We need to develop a deeper understanding of the value creation/realization process.
Too many sellers tend to think about value creation as something sellers create “for” customers. Sellers focus on the value customers receive in the implementation of their solution, or “value realization.” Sellers focus, often using sophisticated analytic tools, on the return customers would get in implementation. The strategy usually suggests that, somehow, the value a customer might realize is greater than that which they might realize with any other alternative.
Probably, more often, sellers talk about features/benefits, leverage similar situations and how these help the customer achieve their goals, but there is rarely the deep analysis assessing the risks, challenges, and what it takes to realize that value. The customer is left to assess that, themselves, comparing it to the alternatives, determining which creates the greatest value.
And, too often, absent any good tools or support from sellers, the value assessment is based on price or cost. Customers believe each solution can help them achieve their goals so value becomes a comparative cost analysis.
Value realization, in this case becomes the value realized by the customer in implementing a solution. And the value the successful vendor receives through the revenue generated.
And those vendors not selected realize $0 revenue–or value from the process. (Though one can make an argument that some non $0 value can be gained if we conduct deep loss reviews to learn how we improve.)
In recent years, we’ve started taking a more complete look at value creation. Some sellers recognize the importance of the value created in the customer buying process. Recognizing how customers struggle to understand and reach a decision in which they have confidence, the things sellers do to help the customer manage their project and make sense of what they learn is an important part of the process.

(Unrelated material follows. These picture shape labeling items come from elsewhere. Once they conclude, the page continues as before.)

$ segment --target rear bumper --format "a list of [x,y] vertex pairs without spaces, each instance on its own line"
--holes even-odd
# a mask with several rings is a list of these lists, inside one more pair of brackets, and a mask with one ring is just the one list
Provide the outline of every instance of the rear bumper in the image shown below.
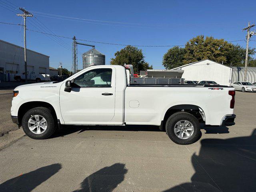
[[234,120],[236,116],[234,114],[225,116],[221,120],[220,126],[231,126],[234,125],[235,123]]
[[19,121],[18,118],[18,116],[11,116],[11,117],[12,117],[12,122],[13,122],[15,124],[16,124],[18,125]]

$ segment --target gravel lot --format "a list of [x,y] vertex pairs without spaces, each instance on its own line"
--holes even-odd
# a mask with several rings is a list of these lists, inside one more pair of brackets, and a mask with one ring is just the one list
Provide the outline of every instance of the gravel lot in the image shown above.
[[255,93],[236,92],[236,125],[202,129],[188,146],[151,126],[70,126],[46,140],[23,136],[0,151],[0,191],[254,191],[256,101]]
[[18,128],[18,126],[12,123],[11,119],[12,91],[0,90],[0,136]]

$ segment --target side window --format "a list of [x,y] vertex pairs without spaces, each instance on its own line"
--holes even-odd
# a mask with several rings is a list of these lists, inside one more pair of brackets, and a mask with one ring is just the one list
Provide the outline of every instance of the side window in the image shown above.
[[112,76],[110,68],[93,69],[76,78],[74,83],[81,87],[110,87]]

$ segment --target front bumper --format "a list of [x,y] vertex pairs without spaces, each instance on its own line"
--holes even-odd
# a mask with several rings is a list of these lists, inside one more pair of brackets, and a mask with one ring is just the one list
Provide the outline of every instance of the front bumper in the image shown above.
[[11,116],[12,117],[12,122],[14,123],[17,124],[17,125],[19,124],[19,120],[17,116],[12,116],[12,115]]
[[235,124],[234,122],[236,116],[234,114],[226,115],[222,118],[220,123],[220,126],[231,126]]

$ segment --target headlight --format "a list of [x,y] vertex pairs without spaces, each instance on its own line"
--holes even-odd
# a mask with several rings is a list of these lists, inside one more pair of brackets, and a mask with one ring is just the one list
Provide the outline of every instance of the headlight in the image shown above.
[[19,91],[13,91],[13,97],[16,97],[19,94]]

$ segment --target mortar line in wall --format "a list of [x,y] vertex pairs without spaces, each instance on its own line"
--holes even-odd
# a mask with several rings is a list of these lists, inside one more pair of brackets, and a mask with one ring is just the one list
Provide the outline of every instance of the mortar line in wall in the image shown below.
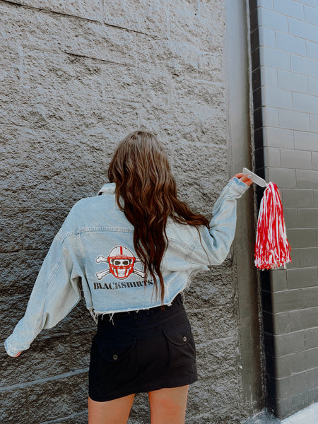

While the value realized from the implementation of any solution may be the same, the value created by the various sellers may be very different. And this may be the most differentiable aspect of the process. After all, if any solution will present roughly similar outcomes, then the people that have been most helpful to the customer in managing the process and decision have created more value.
Again, today, too many sellers don’t understand this, continuing to focus on the value realized by the solution.
But what about the value the seller realizes in this process? As sellers, we sometimes neglect to understand the value we get from the process. But some of the areas in which we can get great value in the process is a much deeper understanding of the customer–both the enterprise and individuals. We learn more deeply how they feel about an issue/challenge/problem. And that learning is very specific to them, at that moment. This enables the seller to build stronger strategies, being more responsive to the customer, improving the value that can be created in helping the customer navigate the process.
Sellers, also, develop deeper relationships, trusting the customer as they develop deeper trust for the seller.
This value is created with the customer in the process, and both the customer and seller must get value in these interactions in order to move forward with confidence.
This get us–both buyers and sellers to an interesting point about value creation. And too often, we forget it.
In each interchange, both the buyer and seller assesses the value of that interaction. Is each getting enough value out of that interaction to go the next step?
Value creation is a building process, not a destination. The customer and we continually assess “What value we gotten from this exchange, what have we created with each other? Is that sufficient to go the next step? What if it isn’t?” Each interaction must build on the value created in the prior interactions-both for the customer and seller.
Too often, customers and sellers don’t consciously think of this, we pursue conversations that don’t build value and waste time.
At some point, the right decision may be the best value we create is stopping.